Born in the Seediq tribe of Hualien County during the Japanese colonial period, Ipay Wilang was named the preserver of indigenous facial tattoos under the category of "Intangible Cultural Heritage – Folklore" by the Hualien County Government in 2016. In the same year, the Bureau of Cultural Heritage of the Ministry of Culture published a book revolving around the life stories of Taiwan's six remaining Indigenous facial tattoo preservers, and its second edition was issued in 2018. It is hoped that the public can better understand the traditional facial tattoo culture, and pass on indigenous peoples’ precious cultures.
According to MOC, the tradition of facial tattoos is of great historical significance to Taiwan. Among Taiwanese indigenous peoples, only the Atayal, Seediq, SaySiyat and Truku tribes have the traditional facial tattoo practices. In their culture, men and women can have facial tattoos when they were deemed capable of starting a family of their own.

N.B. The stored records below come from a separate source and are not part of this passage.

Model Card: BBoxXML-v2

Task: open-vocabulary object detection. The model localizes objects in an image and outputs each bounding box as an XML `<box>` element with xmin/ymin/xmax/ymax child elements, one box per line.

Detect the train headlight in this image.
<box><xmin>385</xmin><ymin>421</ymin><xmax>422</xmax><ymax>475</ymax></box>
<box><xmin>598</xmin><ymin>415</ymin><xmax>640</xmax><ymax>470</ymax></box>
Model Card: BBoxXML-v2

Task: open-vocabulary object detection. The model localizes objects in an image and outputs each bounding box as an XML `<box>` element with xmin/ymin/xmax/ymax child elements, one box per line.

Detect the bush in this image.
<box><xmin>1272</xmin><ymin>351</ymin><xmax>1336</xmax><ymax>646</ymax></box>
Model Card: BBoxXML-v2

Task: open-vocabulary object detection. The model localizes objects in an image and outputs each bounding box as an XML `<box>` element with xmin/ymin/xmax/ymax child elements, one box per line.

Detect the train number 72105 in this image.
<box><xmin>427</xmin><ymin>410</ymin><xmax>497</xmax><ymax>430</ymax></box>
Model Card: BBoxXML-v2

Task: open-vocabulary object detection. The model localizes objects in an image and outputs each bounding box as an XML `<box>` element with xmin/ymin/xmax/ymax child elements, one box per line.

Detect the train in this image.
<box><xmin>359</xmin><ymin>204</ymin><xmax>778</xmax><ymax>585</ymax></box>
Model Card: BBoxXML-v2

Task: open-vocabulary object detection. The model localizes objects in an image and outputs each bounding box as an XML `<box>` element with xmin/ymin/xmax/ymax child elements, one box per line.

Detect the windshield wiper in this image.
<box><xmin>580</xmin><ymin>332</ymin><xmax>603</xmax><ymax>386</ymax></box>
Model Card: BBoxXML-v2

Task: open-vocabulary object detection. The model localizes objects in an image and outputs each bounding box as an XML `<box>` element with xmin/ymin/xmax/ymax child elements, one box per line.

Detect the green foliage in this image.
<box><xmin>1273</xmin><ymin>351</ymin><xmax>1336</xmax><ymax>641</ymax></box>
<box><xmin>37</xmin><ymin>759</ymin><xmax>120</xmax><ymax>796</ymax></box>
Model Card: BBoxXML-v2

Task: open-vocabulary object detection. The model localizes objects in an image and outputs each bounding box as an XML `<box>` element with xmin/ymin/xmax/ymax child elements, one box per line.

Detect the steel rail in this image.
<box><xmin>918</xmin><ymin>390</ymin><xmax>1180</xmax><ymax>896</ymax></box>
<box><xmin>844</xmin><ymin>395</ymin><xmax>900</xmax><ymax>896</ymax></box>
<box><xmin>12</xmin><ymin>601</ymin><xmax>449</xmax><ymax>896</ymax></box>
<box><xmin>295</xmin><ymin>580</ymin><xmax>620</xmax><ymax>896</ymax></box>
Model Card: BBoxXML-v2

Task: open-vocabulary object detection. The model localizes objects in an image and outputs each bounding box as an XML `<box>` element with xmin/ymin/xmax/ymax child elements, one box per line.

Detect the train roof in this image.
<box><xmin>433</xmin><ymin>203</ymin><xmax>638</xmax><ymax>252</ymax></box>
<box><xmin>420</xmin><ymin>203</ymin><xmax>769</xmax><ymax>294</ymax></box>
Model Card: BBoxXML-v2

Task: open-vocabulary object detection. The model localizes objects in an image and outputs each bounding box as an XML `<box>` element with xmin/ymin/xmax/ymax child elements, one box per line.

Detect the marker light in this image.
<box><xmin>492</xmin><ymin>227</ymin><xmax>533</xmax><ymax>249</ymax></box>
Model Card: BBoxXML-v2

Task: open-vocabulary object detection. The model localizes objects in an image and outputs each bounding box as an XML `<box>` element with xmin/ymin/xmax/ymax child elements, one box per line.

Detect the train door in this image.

The practice was banned during Japanese colonial rule from 1895 to 1945, causing the culture to gradually disappear. However, MOC said that the facial tattoo culture is still regarded by the indigenous peoples as an important symbol of ethnic identity.
Minister Lee stated that Ipay Wilang preserved the tradition of Taiwanese indigenous facial tattoos throughout her life, and her legacy will be cherished forever by future generations.